July 28, 2017
What Do Israeli Arabs Want?
By Dore FeithThe successes and grievances of Israel's Arab citizens are a story of considerable interest, especially in the aftermath of the Temple Mount murders committed by three of their own.
When three terrorists killed two Israeli policemen on Jerusalem’s Temple Mount on July 14, thereby precipitating a chain of further Arab violence that has not yet abated, what shook Israelis was not just the fact that the crime was committed at Judaism’s holiest site; it was that it originated within Israel’s pre-1967 borders and was committed by Israeli citizens. The murderers were residents of Umm al-Fahm, Israel’s third largest Arab city. No wall or checkpoint separates its residents from the rest of the country; yet it is a base for Islamist anti-Zionist politics.
For six weeks last summer, I lived ten minutes by car from Umm al-Fahm, at the intersection of Israel’s Arab and Jewish societies. While studying Arabic at Givat Haviva, an institute promoting Arab-Jewish reconciliation, I traveled to villages and towns in the so-called Triangle, the area in whose three corners sit the towns of Umm al-Fahm, Baqa al-Garbiya, and Taibe, and that cumulatively is home to the largest concentration of Arab Israelis.

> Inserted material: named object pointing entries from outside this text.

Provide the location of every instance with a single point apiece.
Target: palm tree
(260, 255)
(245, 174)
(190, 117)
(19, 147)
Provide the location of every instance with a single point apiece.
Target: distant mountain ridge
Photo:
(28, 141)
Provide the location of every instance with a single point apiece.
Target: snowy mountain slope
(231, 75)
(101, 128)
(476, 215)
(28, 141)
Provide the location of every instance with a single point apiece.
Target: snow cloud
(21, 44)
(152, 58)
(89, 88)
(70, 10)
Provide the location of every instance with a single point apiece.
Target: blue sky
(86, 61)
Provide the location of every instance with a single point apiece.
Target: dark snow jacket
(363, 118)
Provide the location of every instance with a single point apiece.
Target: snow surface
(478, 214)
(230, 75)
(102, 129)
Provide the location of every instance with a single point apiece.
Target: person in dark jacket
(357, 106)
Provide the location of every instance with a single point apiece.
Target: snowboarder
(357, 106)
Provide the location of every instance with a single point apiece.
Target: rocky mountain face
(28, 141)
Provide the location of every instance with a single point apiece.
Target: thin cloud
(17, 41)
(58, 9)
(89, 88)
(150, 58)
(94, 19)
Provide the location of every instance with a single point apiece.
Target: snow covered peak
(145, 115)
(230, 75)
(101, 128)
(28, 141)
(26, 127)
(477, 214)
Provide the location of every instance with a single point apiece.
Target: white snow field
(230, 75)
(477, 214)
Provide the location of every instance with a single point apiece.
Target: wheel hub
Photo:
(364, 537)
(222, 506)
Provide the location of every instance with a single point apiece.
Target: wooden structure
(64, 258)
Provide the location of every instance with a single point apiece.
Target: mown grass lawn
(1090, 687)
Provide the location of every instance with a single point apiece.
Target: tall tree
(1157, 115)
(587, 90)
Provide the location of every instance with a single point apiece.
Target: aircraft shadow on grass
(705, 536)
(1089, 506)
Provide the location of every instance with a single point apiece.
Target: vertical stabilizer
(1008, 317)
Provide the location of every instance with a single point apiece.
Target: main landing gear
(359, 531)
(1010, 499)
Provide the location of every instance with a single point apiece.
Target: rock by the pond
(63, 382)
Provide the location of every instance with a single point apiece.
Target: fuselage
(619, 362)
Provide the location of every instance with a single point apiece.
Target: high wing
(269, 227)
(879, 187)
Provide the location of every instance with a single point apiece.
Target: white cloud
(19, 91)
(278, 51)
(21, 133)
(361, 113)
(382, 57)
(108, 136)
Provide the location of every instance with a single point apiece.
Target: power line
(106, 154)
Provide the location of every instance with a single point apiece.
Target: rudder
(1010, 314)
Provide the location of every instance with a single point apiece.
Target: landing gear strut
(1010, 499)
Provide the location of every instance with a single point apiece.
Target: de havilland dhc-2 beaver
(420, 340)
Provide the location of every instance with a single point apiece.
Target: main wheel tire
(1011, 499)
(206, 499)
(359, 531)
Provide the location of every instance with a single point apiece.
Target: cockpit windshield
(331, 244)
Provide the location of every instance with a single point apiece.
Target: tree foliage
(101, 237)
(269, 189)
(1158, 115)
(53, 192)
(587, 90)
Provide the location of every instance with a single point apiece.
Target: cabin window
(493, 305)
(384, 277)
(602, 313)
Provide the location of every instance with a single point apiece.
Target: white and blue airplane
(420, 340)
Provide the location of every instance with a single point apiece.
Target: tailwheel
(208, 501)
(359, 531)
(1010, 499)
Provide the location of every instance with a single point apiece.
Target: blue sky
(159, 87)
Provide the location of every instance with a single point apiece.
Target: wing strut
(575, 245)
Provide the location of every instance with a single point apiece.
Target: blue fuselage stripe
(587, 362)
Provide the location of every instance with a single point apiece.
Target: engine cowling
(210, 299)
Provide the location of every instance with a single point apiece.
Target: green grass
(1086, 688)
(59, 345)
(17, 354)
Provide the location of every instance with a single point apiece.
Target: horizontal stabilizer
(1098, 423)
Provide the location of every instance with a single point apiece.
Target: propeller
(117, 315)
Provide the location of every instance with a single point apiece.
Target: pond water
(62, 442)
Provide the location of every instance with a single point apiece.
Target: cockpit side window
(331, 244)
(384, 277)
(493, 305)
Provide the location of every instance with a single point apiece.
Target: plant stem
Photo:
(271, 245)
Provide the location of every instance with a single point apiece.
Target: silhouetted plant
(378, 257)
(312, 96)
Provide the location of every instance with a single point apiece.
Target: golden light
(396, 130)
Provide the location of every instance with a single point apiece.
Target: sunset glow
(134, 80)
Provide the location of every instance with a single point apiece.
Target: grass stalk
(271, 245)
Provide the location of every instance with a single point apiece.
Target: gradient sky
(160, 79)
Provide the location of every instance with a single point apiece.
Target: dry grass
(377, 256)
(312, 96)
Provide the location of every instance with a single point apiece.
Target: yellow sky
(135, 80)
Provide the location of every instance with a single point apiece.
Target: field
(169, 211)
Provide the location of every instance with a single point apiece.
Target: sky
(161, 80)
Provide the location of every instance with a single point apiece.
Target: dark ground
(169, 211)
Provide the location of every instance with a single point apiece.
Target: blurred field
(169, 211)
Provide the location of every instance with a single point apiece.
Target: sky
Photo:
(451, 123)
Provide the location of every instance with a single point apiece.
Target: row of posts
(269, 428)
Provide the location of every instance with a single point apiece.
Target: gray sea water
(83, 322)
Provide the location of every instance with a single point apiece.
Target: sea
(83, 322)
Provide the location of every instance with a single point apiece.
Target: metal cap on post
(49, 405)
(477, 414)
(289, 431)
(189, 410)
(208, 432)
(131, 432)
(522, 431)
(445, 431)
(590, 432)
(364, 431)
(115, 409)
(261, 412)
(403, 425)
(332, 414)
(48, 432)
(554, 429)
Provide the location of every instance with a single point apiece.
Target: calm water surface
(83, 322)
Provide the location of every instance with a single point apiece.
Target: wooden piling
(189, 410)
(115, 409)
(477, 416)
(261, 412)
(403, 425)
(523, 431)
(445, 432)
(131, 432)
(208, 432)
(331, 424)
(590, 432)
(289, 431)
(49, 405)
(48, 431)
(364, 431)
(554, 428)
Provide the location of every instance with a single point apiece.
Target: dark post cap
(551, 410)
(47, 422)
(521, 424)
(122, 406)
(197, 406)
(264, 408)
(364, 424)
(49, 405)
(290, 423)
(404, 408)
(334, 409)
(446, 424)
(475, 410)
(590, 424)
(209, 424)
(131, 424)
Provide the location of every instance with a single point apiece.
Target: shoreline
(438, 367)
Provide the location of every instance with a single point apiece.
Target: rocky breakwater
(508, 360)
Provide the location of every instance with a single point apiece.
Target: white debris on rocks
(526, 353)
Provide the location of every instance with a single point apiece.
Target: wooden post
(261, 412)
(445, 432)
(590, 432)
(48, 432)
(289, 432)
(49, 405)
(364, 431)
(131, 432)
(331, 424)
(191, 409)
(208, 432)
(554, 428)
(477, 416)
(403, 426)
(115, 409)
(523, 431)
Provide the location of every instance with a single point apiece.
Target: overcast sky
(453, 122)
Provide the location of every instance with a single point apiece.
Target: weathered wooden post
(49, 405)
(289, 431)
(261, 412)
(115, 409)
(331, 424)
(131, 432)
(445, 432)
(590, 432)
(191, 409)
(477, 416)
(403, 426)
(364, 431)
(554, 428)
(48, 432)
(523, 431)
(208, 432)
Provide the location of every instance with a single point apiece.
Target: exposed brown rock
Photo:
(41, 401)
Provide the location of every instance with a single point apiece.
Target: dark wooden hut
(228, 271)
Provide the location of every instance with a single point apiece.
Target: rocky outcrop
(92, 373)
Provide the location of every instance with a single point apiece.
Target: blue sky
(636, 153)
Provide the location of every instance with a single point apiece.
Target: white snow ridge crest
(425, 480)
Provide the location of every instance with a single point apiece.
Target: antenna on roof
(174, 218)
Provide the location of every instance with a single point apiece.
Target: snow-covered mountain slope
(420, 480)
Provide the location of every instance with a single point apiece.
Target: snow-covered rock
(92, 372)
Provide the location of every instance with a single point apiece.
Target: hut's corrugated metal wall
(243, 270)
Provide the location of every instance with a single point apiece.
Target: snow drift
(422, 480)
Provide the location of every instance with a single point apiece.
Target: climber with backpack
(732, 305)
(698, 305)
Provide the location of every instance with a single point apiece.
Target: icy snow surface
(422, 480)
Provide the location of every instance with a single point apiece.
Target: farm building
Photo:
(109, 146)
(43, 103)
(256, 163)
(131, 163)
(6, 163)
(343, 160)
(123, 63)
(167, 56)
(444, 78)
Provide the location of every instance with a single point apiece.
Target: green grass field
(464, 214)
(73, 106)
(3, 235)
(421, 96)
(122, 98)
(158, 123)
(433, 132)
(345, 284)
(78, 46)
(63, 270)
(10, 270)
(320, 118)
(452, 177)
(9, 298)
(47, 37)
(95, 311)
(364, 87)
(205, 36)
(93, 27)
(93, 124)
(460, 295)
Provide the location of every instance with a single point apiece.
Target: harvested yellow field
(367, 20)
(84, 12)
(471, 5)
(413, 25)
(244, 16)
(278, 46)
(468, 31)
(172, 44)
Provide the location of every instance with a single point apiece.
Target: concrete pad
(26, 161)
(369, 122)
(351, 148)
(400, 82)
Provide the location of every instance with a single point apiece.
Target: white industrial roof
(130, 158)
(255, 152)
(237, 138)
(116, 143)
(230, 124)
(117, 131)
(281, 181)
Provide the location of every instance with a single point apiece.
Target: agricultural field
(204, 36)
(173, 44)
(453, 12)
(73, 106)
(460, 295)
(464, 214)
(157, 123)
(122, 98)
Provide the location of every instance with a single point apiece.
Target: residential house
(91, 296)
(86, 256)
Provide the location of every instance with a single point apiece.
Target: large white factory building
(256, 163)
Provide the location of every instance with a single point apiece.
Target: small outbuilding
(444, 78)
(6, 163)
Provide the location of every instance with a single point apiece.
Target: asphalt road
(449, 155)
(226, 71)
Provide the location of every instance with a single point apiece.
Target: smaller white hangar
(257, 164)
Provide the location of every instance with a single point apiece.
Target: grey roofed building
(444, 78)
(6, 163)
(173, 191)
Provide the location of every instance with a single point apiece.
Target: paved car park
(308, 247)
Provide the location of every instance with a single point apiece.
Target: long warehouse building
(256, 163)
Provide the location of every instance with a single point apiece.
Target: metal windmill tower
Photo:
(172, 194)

At the bus stops of Wadi Ara, in the heart of the Triangle, Jews and Arabs mix daily. In the shopping center of Pardes Hanna, the region’s main Jewish town, one is as likely to hear Arabic as Hebrew. Jews also frequent Arab-owned stores in Baqa al-Garbiya and Barta’a, where Hebrew signs testify to intercommunal commerce.
Foreign journalists usually focus on the West Bank and Gaza, so Israeli Arabs tend to be overshadowed. But their successes and their grievances, the nature of their interactions with Israeli Jews, and their position as citizens tugged by conflicting emotions, make up a story of considerable interest, with a message of particular relevance as, in the aftermath of murders committed by three of their own, their Palestinian cousins have violently rioted over metal detectors at the Temple Mount.